EDIT: A lot of you are reading into the tweet while still somehow agreeing with the overall message. No one is saying we should eliminate music programs or that we should teach toddlers about healthcare plans. The tweet is making this thing called a --checks notes-- joke, that also conveys the message that schools could teach more practical skills that young adults will need going forward.
Let’s say I’m married filing separately with a mortgage, student loans, on my wife’s insurance but with my own job where I pay for a Flexible spending account for diabetes supplies. My wife also has student loans, some federal, some private. Let’s say we have a kid and pay for daycare but wife missed open enrollment for dependent care spending account. Maybe we even have our employer cover part of daycare in this scenario, let’s say 25%, but it didn’t kick in until 4 months into the year. Just for fun maybe one of us cashed out an old retirement.

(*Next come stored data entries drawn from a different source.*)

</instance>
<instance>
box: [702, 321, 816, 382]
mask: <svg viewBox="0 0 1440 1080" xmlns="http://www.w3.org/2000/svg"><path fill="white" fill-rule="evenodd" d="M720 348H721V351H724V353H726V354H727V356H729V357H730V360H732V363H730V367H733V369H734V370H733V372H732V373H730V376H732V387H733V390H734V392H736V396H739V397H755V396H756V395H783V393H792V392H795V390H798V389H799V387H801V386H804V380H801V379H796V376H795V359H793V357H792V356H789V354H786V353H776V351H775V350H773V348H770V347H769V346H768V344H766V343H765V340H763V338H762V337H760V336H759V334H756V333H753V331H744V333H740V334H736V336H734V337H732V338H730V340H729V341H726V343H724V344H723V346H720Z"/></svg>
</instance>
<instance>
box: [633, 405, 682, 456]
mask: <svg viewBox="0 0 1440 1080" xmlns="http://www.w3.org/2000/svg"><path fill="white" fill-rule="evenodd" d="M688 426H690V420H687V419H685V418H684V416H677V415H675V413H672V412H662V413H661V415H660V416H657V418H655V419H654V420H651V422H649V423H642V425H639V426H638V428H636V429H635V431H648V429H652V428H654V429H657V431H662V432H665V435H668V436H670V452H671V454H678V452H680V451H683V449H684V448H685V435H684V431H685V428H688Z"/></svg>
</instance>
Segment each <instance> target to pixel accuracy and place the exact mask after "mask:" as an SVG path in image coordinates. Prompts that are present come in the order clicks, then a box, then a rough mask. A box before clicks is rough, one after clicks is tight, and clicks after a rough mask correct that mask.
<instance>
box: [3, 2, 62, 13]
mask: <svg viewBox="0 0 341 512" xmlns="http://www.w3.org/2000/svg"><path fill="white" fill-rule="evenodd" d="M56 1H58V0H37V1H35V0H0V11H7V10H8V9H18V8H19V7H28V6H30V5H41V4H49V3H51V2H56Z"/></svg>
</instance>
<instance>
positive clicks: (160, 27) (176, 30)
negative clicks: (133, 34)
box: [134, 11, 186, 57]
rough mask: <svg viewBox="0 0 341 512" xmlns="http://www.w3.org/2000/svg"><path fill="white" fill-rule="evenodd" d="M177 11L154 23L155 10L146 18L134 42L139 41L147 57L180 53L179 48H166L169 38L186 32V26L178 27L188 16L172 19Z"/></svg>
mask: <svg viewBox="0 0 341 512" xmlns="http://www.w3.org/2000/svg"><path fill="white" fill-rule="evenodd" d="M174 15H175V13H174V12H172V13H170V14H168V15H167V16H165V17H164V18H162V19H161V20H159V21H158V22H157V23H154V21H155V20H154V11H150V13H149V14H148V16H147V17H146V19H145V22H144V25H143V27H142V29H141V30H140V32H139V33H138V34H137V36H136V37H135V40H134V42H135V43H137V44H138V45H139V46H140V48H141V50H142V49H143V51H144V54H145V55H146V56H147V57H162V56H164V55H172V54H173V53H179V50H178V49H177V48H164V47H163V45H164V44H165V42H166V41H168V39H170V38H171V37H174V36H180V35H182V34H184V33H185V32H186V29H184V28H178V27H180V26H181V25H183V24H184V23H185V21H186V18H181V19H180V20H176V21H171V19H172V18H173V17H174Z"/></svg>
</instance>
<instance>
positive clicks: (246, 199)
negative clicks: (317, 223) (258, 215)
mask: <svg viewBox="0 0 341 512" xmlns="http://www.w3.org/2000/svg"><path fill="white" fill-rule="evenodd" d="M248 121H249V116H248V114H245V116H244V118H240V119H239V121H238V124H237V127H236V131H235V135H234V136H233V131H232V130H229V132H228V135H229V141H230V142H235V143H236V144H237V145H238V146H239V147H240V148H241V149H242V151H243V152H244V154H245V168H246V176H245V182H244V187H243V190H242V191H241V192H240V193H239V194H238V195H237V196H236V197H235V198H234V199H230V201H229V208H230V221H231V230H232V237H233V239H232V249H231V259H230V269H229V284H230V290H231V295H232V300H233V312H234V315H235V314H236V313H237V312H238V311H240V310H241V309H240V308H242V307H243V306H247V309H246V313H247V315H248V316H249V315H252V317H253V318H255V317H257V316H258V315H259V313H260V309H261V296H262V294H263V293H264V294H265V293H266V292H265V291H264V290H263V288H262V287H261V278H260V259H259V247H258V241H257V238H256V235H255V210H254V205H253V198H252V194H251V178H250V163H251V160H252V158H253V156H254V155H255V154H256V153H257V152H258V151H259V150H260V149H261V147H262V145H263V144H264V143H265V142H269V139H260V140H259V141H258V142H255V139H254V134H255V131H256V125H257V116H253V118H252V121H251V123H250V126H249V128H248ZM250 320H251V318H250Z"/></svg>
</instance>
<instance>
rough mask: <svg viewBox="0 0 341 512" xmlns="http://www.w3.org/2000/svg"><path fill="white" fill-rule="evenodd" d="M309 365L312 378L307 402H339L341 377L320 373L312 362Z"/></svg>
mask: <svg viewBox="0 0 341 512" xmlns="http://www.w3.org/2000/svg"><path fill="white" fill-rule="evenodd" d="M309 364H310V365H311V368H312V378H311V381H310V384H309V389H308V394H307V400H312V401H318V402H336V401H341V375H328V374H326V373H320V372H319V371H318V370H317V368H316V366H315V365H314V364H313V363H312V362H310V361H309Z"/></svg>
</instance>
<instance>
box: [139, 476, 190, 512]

How confident are you that you could handle that situation if you had only gotten a “remedial” education? This is not a super unique scenario even.
Pretty confident, because there are instructions for everything, and there are free web based filing systems that will ask you those questions, and put the values in the correct spots. Free Tax Act is one such application. But what you described is far from an average person, filing an average claim. Many of those circumstances are unique.
Free Tax Act is great for filing jointly or as a single person. It absolutely will let you fail extremely hard if you file separately.
Edit: this might not be true I used free tax USA.
Just want to sneak in I admire your faith in people’s ability, whether I agree with it or not.
Oop! Free Tax USA is the one I was thinking of too.
Hehe. Thanks (I think). I have been accused of over-estimating people’s competence on more than one occasion, so I concede that it’s entirely possible that I’m wrong about this subject.